Solitary Sex: A Cultural History of Masturbation
- Author: Thomas W. Laqueur
- Publisher: Zone Books
- Publication date: 2003
- ISBN: 978-1-890-95133-7

= Solitary Sex =

2003 non-fiction book by Thomas W. Laqueur

Solitary Sex: A Cultural History of Masturbation is a non-fiction book by American historian and sexologist Thomas W. Laqueur. It was published in 2003 by Zone Books. It discusses the history of masturbation, which Laqueur argues that western cultural perceptions of masturbation changed to be much more negative in the 18th century, a shift which he dates to the c. 1712 publication of anti-masturbation pamphlet Onania: or, the heinous sin of self-pollution.
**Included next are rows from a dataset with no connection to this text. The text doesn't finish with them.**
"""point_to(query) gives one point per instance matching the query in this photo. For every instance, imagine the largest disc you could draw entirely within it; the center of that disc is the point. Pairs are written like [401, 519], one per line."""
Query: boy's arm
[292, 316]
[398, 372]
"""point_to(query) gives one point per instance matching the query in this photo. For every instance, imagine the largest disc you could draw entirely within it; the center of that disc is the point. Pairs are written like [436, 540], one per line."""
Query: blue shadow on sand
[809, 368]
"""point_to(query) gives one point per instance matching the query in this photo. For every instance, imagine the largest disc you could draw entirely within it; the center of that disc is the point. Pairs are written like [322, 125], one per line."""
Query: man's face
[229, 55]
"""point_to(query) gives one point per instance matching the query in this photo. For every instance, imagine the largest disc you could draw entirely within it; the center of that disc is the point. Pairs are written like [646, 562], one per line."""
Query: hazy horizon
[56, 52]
In a review in The Guardian, author Ian Sansom compared the book to masturbation in the sense that he found it "voluminous, occasionally repetitive, and undoubtedly fascinating". The Journal of Modern History also found the author's claims interesting, and praised Laqueur's writing and attention to detail. The reviewer also called the book unique, in part due to what they described as its status of one of the first complete books about masturbation. Historian Edward Shorter felt that the book was not so much a history of masturbation as a history of the cultural perceptions of masturbation. He also disagreed with several of Laqueur's claims, including his idea that masturbation became stigmatized in part due to the private nature of the act.